Wind power in Russia has a long history of small-scale use, but the country has not yet developed large-scale commercial wind energy production. 
Most of its current limited wind production is located in agricultural areas with low population densities, where connection to the main energy grid is difficult. 
By 2018, Russia had a total installed wind capacity of 106 MW, a nearly ten-fold increase over 2016 but still a tiny share of the country’s potential.

Russia is estimated to have a total potential of 80,000 TWh/yr for wind energy, 6,218 TWh/yr of which is economically feasible. 
Most of this potential is found in the southern steppes and the seacoasts of the country, although in many of these areas the population density is very low, at less than . 
This low population density means that there is little existing electricity infrastructure currently in place, which hinders development of these resources. 

Current Russian wind energy projects have a combined capacity of over 1,700 MW, although less than 17 MW had been installed as of the end of 2010. 
The Russian Wind Energy Association predicts that if Russia achieves its goal of having 4.5% of its energy come from renewable sources by 2020, the country will have a total wind capacity of 7,000 MW.

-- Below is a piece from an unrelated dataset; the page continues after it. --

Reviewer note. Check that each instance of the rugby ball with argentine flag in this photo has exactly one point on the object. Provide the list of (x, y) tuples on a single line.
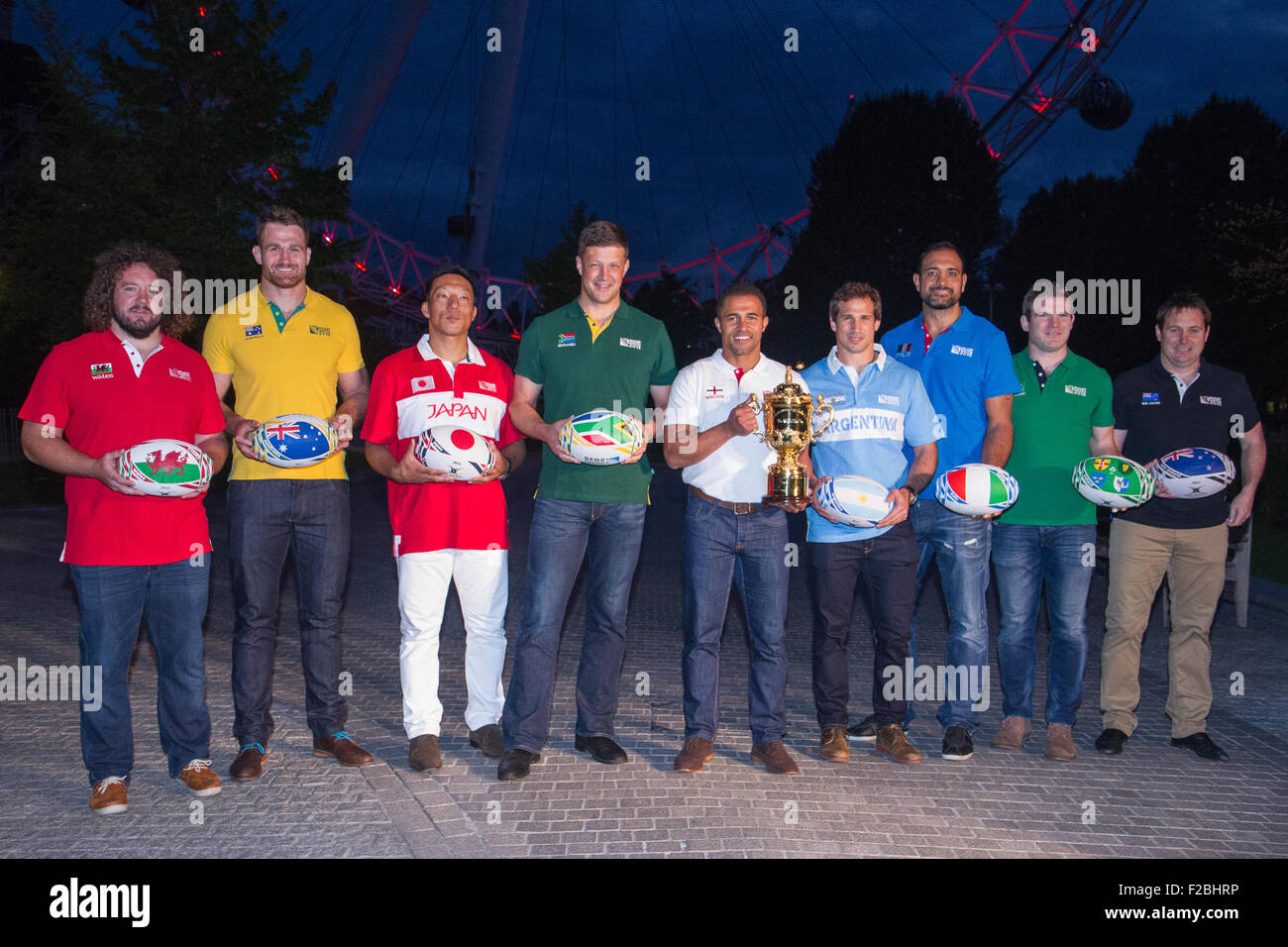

In 2010, plans for the construction of a wind power plant in Yeisk, on the Sea of Azov, were announced. 
It is expected to initially have a capacity of 50 MW, which will become 100 MW a year later. German engineering company Siemens announced in July 2010, following a visit to Russia by Chancellor Angela Merkel, that it would build wind power plants in Russia. 
By 2015, the company hoped to install 1,250 MW of capacity in Russia. As of 2015, capacity was only 15.4 MW.

History 

The first experimental wind power plant (3.5 kW) in the Soviet Union was built in 1931 in Kursk by the project of engineers Ufimtsev and Vetchinkin. To conserve energy during calm winds, a 328 kg flywheel contained in a vacuum chamber was used. The wind generator provided electricity to Ufimtsev's house, including a workshop with machine tools, and also illuminated several other houses along the Semenovskaya street. For more details, see article in Russian wiki.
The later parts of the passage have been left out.